Walmart’s e-commerce and advertising businesses are growing quickly, creating new revenue streams that can offset its traditionally thin retail margins. Its Walmart+ subscription and grocery delivery service continue to expand, while international operations, especially in Mexico and India, provide steady long-term growth.
These strengths, combined with Walmart’s scale and pricing power, help explain why bulls see it as a reliable compounder. For investors, the optimism lies in Walmart’s ability to leverage technology and logistics to stay ahead of competitors.
Bear Case: Valuation and Competition
Despite the positives, Walmart’s valuation looks demanding relative to its growth profile.
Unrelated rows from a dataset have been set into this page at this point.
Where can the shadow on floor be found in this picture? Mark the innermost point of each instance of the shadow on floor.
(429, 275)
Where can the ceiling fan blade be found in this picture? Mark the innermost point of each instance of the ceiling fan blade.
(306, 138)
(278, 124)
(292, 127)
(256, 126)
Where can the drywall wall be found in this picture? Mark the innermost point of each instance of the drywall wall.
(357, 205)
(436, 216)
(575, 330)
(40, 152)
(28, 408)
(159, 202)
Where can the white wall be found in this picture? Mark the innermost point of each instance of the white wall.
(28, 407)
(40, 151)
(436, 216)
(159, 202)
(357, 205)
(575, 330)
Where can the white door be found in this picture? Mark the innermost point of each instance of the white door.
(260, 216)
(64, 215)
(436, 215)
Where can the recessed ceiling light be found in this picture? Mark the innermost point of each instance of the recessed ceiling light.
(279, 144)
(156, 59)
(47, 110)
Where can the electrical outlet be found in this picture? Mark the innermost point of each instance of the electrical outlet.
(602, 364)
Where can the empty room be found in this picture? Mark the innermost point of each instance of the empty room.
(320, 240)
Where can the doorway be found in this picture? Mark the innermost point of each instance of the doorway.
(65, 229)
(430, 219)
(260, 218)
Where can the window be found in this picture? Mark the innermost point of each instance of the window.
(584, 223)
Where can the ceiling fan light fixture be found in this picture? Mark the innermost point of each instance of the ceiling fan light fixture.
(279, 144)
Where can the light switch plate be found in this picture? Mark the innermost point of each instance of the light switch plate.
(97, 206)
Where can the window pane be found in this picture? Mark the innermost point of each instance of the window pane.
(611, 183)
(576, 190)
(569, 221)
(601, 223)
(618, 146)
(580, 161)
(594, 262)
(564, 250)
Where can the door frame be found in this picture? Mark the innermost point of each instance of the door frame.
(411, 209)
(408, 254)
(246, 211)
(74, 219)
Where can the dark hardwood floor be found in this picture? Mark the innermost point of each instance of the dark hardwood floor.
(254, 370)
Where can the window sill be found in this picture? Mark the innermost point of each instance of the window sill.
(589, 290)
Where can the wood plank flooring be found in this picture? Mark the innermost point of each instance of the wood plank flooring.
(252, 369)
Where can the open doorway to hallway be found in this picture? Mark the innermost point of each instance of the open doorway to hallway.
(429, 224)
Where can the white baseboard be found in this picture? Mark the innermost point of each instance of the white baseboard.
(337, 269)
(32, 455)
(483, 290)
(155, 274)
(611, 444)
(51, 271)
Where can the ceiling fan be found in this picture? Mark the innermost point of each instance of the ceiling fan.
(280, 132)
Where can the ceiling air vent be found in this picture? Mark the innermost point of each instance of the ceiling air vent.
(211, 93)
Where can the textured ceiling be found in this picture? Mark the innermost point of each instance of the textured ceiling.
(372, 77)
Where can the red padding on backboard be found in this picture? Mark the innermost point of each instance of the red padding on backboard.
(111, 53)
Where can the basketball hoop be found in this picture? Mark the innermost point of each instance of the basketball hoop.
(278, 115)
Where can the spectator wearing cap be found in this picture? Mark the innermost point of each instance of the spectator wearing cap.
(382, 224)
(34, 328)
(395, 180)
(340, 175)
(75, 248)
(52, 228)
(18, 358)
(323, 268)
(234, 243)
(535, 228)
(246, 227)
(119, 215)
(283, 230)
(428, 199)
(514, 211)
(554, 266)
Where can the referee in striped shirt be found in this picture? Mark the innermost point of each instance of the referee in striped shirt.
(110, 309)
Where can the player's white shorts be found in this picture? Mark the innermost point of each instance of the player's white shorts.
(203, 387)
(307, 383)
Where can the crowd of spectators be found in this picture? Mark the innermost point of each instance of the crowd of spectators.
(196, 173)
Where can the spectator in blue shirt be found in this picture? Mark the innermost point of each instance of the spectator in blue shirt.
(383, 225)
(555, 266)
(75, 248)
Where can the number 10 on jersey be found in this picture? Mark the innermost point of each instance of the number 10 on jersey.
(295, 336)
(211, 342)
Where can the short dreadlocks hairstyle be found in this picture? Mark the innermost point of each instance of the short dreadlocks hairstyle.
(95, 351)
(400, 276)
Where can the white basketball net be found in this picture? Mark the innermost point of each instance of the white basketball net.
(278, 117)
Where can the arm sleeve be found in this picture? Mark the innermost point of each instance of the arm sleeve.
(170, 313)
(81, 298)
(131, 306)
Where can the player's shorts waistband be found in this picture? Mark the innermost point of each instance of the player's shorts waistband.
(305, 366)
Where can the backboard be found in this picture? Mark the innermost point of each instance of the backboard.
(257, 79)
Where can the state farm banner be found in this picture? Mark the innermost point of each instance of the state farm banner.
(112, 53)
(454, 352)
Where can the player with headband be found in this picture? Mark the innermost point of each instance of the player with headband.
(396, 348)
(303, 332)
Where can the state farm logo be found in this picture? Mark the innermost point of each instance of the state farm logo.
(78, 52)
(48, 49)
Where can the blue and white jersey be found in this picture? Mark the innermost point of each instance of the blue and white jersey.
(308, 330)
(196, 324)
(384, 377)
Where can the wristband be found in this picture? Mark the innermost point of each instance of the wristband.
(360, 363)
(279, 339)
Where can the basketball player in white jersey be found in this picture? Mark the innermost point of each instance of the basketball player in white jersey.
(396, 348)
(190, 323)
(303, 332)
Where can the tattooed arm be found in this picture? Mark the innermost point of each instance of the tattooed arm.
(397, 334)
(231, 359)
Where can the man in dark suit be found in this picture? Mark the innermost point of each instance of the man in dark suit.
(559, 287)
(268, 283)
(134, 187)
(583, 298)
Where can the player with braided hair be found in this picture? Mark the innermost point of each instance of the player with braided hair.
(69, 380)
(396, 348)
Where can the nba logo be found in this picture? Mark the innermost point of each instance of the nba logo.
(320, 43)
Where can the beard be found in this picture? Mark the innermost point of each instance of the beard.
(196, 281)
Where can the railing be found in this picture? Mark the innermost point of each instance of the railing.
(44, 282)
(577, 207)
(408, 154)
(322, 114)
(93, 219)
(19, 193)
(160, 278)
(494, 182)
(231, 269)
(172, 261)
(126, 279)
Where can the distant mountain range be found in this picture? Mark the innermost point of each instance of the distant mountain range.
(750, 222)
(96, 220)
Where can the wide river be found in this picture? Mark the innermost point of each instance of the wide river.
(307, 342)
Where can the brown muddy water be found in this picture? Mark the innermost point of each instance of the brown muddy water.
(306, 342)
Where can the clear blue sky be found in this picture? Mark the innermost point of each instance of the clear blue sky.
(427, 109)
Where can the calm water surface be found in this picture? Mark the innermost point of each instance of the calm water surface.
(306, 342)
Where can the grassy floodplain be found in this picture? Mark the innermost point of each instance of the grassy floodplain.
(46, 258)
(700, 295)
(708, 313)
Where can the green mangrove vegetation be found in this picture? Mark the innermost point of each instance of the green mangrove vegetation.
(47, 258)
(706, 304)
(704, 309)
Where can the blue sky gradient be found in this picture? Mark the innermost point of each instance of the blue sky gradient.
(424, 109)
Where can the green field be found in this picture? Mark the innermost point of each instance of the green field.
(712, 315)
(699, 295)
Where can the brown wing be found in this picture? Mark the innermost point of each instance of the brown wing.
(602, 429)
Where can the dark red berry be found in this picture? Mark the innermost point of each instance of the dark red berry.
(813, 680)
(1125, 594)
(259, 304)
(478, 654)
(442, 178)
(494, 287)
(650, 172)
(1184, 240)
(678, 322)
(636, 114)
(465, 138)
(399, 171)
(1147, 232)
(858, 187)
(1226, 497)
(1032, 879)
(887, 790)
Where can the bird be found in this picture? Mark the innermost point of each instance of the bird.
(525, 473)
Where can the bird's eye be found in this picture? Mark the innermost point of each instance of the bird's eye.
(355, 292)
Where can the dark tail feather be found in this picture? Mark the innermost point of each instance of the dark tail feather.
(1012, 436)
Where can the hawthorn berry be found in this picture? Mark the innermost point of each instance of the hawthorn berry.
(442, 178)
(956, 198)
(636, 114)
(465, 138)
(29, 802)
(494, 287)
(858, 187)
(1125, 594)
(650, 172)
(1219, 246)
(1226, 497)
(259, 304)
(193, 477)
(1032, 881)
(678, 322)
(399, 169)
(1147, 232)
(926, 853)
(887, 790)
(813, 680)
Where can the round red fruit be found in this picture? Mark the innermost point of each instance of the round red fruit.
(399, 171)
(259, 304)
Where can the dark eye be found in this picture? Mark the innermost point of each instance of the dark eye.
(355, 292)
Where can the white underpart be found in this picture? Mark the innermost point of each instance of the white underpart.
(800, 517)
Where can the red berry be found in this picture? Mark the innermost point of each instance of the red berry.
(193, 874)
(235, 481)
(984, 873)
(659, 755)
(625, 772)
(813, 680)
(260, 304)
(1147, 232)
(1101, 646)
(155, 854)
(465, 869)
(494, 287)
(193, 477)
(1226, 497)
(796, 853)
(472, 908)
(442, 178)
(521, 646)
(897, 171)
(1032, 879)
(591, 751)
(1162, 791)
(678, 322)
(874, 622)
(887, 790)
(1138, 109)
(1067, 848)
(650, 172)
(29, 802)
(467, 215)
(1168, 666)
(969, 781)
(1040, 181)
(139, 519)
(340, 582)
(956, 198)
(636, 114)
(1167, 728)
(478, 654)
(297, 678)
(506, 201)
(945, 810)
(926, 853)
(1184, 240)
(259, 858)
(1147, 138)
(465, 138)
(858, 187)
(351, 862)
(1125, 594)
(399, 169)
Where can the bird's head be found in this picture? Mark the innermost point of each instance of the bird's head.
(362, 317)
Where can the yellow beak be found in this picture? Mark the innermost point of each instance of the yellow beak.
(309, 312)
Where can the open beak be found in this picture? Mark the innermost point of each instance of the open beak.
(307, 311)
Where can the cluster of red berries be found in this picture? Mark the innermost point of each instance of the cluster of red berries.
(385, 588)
The stock already trades at a premium, which leaves little margin for error if results come in softer than expected.
Competition also remains fierce. Amazon continues to push deeper into groceries and logistics, while dollar stores and regional grocers compete aggressively on price. At the same time, higher labor and supply chain costs could weigh on profitability.
For investors, the risk is that Walmart’s defensive appeal is already reflected in the price. Without stronger growth or margin improvements, returns may struggle to keep pace with expectations.
Outlook for 2028: What Could Walmart Be Worth?
Based on analysts’ average estimates, TIKR’s Guided Valuation Model using a forward P/E of ~28x suggests Walmart could trade near $98/share by 2028.
That would represent a decline of about 4% from today’s level, or roughly –2% annualized returns.
For investors, Walmart looks like a safe and steady compounder, but upside appears modest. Unless the company outperforms on digital growth or margin expansion, returns may fall short of expectations.